Kashima, Eri & Schokkin, Dineke. Set28: Nen and Idi. InEri Kashima, Francesca Di Garbo, Oona Raatikainen, Rosnátaly Avelino, Sacha Beck, Anna Berge, Ana Blanco, Ross Bowden, Nicolás Brid, Joseph M Brincat, María Belén Carpio, Alexander Cobbinah, Paola Cúneo, Anne-Maria Fehn, Saloumeh Gholami, Arun Ghosh, Hannah Gibson, Elizabeth Hall, Katja Hannß, Hannah Haynie, Jerry Jacka, Matias Jenny, Richard Kowalik, Sonal Kulkarni-Joshi, Maarten Mous, Marcela Mendoza, Cristina Messineo, Francesca Moro, Hank Nater, Michelle A Ocasio, Bruno Olsson, Ana María Ospina Bozzi, Agustina Paredes, Admire Phiri, Nicolas Quint, Erika Sandman, Dineke Schokkin, Ruth Singer, Ellen Smith-Dennis, Lameen Souag, Yunus Sulistyono, Yvonne Treis, Matthias Urban, Jill Vaughan, Deginet Wotango Doyiso, Georg Ziegelmeyer, Veronika Zikmundová. (2023). GramAdapt Crosslinguistic Social Contact Dataset. (1.0.0) [Data set]. Zenodo. https://doi.org/10.5281/zenodo.7508054

##References used in this Read Me

Di Garbo, Francesca & Kashima, Eri & Napoleão De Souza, Ricardo & Sinnemäki, Kaius. 2021. Concepts and methods for integrating language typology and sociolinguistics.

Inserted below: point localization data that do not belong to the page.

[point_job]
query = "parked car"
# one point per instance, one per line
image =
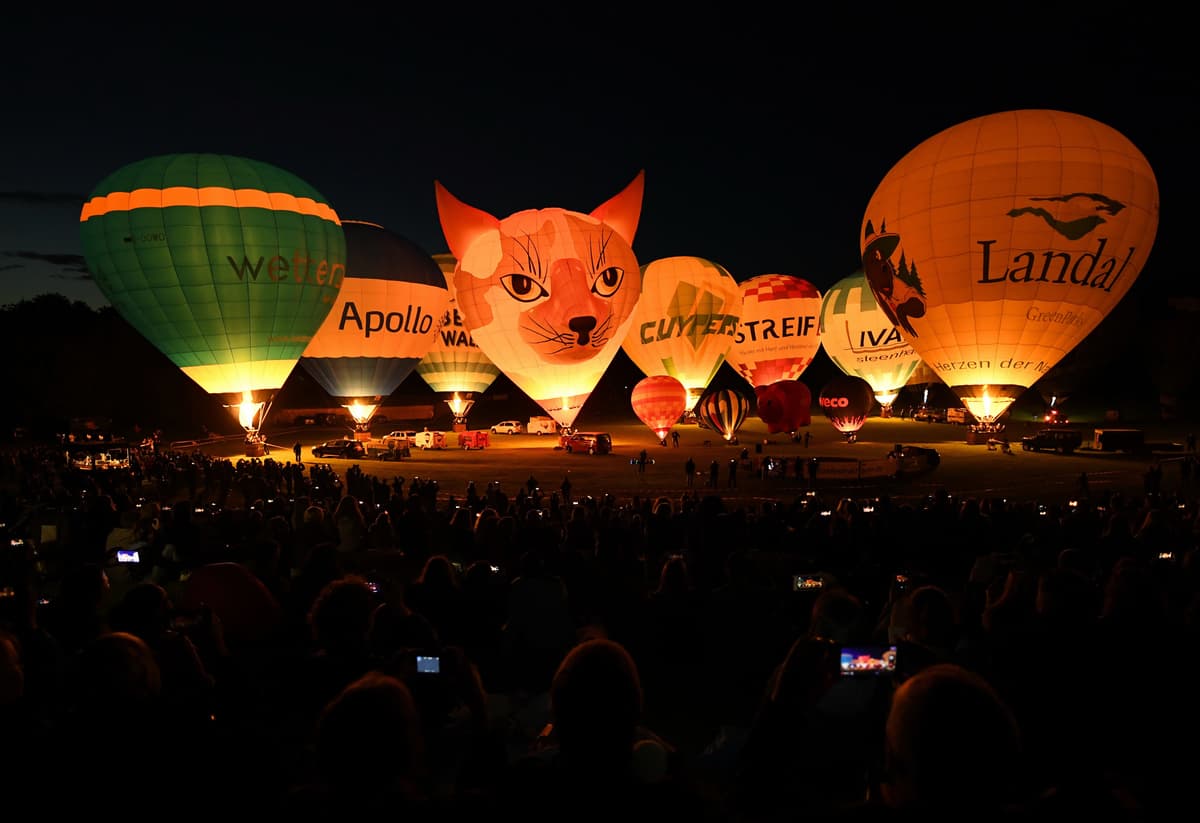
(592, 443)
(345, 449)
(1063, 440)
(543, 425)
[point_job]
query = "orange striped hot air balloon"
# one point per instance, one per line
(659, 401)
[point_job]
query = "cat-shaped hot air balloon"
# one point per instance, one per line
(547, 294)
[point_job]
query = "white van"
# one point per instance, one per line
(543, 426)
(429, 439)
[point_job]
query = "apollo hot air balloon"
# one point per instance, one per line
(227, 265)
(780, 332)
(547, 294)
(724, 410)
(455, 366)
(863, 342)
(685, 320)
(659, 401)
(999, 244)
(846, 401)
(383, 322)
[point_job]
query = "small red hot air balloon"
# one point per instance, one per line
(659, 401)
(846, 401)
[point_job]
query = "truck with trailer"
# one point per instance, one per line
(543, 425)
(394, 445)
(478, 438)
(1119, 439)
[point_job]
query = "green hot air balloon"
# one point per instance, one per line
(227, 265)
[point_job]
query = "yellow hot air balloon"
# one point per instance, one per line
(547, 294)
(999, 244)
(780, 332)
(863, 342)
(684, 323)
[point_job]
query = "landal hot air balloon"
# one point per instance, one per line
(227, 265)
(685, 322)
(659, 401)
(383, 322)
(863, 342)
(547, 294)
(724, 410)
(846, 401)
(999, 244)
(455, 366)
(780, 329)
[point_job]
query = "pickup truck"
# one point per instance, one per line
(394, 445)
(479, 438)
(429, 439)
(1063, 440)
(543, 426)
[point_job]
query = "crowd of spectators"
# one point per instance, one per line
(280, 638)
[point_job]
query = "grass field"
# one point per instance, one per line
(964, 470)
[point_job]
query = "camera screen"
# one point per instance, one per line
(868, 660)
(807, 582)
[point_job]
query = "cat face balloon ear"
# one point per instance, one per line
(462, 223)
(623, 211)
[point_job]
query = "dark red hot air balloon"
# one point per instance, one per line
(846, 402)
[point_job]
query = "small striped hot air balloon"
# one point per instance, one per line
(384, 320)
(724, 410)
(659, 401)
(227, 265)
(862, 341)
(455, 366)
(779, 332)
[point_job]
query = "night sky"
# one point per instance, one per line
(761, 139)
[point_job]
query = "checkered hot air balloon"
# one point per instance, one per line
(779, 332)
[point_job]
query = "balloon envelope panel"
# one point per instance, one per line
(999, 244)
(779, 334)
(862, 341)
(227, 265)
(384, 319)
(685, 322)
(454, 361)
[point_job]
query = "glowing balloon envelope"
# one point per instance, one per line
(780, 332)
(659, 401)
(846, 401)
(455, 366)
(547, 294)
(685, 322)
(999, 244)
(723, 410)
(862, 341)
(382, 323)
(227, 265)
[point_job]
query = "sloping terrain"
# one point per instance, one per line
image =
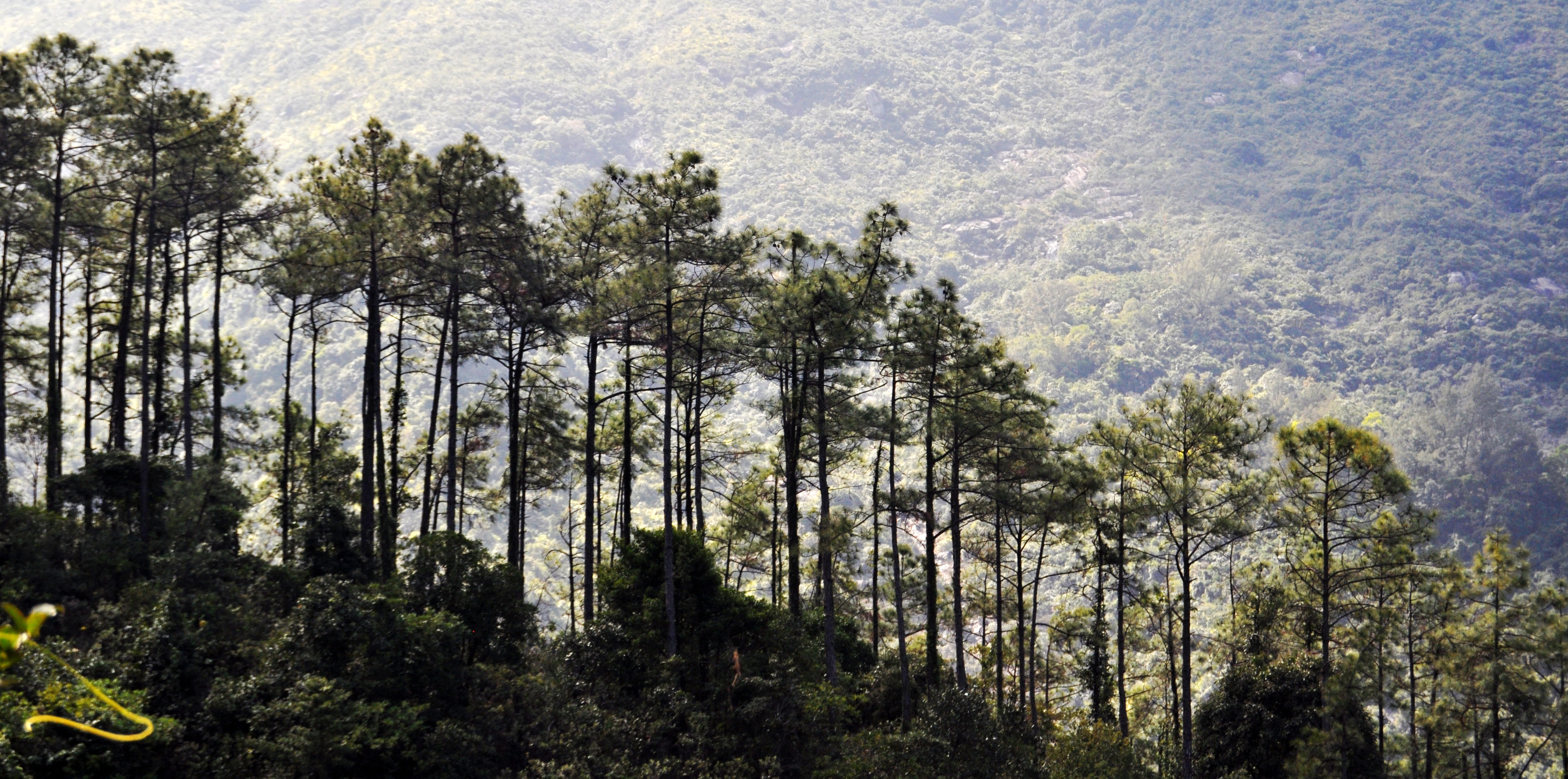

Atti del Workshop SLI “Sociolinguistica e tipologia: verso un approccio integrato allo studio della variazione”. 5. 143–176. (doi:10.17469/O2105SLI000005)


Di Garbo, Francesca and Ricardo Napoleão de Sousa. Aaccepted. A sampling technique for worldwide comparisons of language contact scenarios. To appear in Linguistic Typology.